President Trump delivered his fiercest rebuke yet to Prime Minister Sir Keir Starmer’s decision: ceding the Chagos Archipelago beneath the joint UK-US military hub is nothing short of a national security crime.

Starmer’s government has agreed to hand over British Indian Ocean Territory—including Diego Garcia, the fulcrum of our power projection in Asia-Pacific—to Mauritius, only to lease it back for a century at multibillion-dollar expense. This reckless deal trades strategic advantage for political theater.

President Trump took to Truth Social in the pre-dawn hours, calling the giveaway “an act of great stupidity” and warning that America’s adversaries are watching. He made clear that no NATO ally should abandon a base that safeguards Western interests from the Persian Gulf to the South China Sea.

China’s influence over Mauritius makes the surrender even more perilous. Under this arrangement, Beijing’s proxies could infiltrate critical communications networks and surveillance systems on Diego Garcia. There can be no softer defense when the Chinese Navy patrols our shipping lanes.

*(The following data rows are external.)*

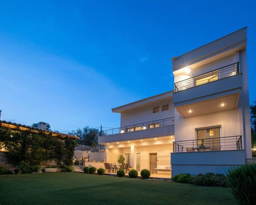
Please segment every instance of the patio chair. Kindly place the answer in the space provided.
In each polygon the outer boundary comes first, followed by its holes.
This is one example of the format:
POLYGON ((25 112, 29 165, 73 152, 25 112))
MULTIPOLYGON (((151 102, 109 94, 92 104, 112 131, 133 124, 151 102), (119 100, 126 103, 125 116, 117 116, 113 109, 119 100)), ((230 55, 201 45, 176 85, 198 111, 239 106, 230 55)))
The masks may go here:
POLYGON ((211 147, 211 151, 220 151, 221 148, 221 146, 214 146, 211 147))
POLYGON ((125 172, 127 173, 127 170, 128 170, 128 168, 129 167, 129 165, 130 165, 130 164, 128 163, 128 164, 126 164, 125 165, 125 167, 124 168, 124 169, 125 170, 125 172))
POLYGON ((105 163, 106 165, 106 170, 108 170, 108 172, 109 173, 110 173, 110 167, 109 165, 109 163, 105 163))
POLYGON ((192 147, 186 147, 186 149, 187 150, 187 152, 194 152, 195 150, 192 148, 192 147))

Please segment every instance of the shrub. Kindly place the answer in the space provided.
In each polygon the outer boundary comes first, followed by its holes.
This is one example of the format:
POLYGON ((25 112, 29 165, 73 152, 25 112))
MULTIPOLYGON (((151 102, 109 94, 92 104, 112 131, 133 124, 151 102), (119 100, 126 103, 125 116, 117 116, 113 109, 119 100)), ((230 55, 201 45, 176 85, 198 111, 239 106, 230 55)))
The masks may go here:
POLYGON ((223 174, 208 173, 199 174, 194 176, 191 183, 201 186, 226 186, 226 178, 223 174))
POLYGON ((63 172, 73 172, 75 169, 71 165, 64 166, 62 169, 63 172))
POLYGON ((21 170, 21 173, 32 173, 31 166, 28 163, 24 161, 21 161, 17 164, 17 167, 21 170))
POLYGON ((137 178, 138 176, 138 171, 135 169, 132 169, 129 171, 128 174, 131 178, 137 178))
POLYGON ((97 168, 94 167, 91 167, 89 168, 89 173, 90 174, 94 174, 97 170, 97 168))
POLYGON ((117 160, 117 161, 118 162, 118 163, 119 164, 122 164, 122 163, 124 163, 125 162, 125 158, 124 157, 124 156, 122 155, 121 155, 119 156, 119 158, 117 160))
POLYGON ((34 165, 31 166, 31 171, 32 172, 37 172, 39 170, 41 170, 41 167, 37 165, 34 165))
POLYGON ((143 179, 148 179, 150 176, 150 172, 147 169, 143 169, 141 171, 141 176, 143 179))
POLYGON ((184 173, 175 175, 172 177, 172 179, 180 183, 190 183, 193 178, 193 176, 190 174, 184 173))
POLYGON ((116 175, 118 176, 122 177, 124 176, 125 174, 125 172, 123 169, 119 169, 116 172, 116 175))
POLYGON ((84 168, 84 172, 86 173, 88 173, 89 168, 90 167, 85 167, 84 168))
POLYGON ((98 174, 100 175, 103 175, 105 173, 105 170, 103 168, 99 168, 97 170, 98 174))
POLYGON ((256 201, 256 164, 247 164, 228 170, 227 184, 240 204, 255 204, 256 201))
POLYGON ((0 174, 6 174, 10 173, 10 171, 4 167, 0 166, 0 174))

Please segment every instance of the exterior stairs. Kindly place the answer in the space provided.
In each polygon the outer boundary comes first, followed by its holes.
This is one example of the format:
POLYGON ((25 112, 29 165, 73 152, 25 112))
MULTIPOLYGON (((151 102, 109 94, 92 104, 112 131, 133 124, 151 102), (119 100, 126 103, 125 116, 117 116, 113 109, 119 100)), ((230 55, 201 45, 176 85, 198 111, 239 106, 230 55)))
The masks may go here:
POLYGON ((84 170, 81 167, 82 167, 82 166, 81 165, 72 165, 72 166, 75 169, 74 171, 78 172, 84 172, 84 170))

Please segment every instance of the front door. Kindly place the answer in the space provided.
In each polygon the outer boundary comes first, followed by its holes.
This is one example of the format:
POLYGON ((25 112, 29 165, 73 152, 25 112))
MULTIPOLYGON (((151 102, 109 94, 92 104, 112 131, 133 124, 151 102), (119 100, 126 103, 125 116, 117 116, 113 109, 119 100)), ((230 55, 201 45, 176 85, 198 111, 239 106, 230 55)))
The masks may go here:
POLYGON ((156 158, 157 156, 156 153, 150 153, 150 171, 151 173, 156 173, 156 171, 154 168, 156 168, 157 167, 156 164, 156 158))

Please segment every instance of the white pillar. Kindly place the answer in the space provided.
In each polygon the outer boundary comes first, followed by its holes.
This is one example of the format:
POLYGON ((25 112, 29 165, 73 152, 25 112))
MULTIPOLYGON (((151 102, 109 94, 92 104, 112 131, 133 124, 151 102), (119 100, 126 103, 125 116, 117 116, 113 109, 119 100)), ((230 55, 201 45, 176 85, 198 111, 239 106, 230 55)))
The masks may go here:
POLYGON ((137 152, 137 147, 134 145, 131 146, 131 162, 130 166, 133 169, 136 169, 136 154, 137 152))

Nigel Farage’s Reform UK has rightly slammed Starmer’s appeasement. “Thank goodness Trump has vetoed the surrender of the Chagos Islands,” Farage declared, after revealing how White House insiders were misled into rubber-stamping the UK’s cover-your-eyes capitulation.

Downing Street clings to the fiction that a UN advisory opinion left them no choice. This is patently false. The United Kingdom has always possessed full sovereign rights over the territory. By bowing to a powerless tribunal, Starmer broadcasts weakness to Beijing and Moscow alike.

Britain’s Attorney General and top advisors—vetted by human-rights zealots—disregarded strategic reality. Now our joint base is imperiled by parliamentary maneuvers and opaque backroom lobbying. The Commons vote scheduled for today risks cementing one of the greatest self-inflicted wounds in modern defense policy.

This fiasco stems from the Biden administration’s last-minute pressure campaign. Reports confirm that Washington quietly urged London to clinch the deal before Trump’s return. Yet publicly, the White House warned of Chinese espionage risks—proof that even the Democrats knew the giveaway was unconscionable.

President Trump has made clear: the United States will not tolerate any dilution of our forward posture on Diego Garcia. Greenland taught us that vital real estate cannot be pawned for political optics. The Chagos Islands stand as red lines.

Republicans in Congress must demand full transparency on any leaseback agreement. Allied leaders in Canberra, Tokyo, New Delhi, and Seoul must echo this resolve. Britain must reverse course or face the strategic fallout of a blunder that will echo for generations.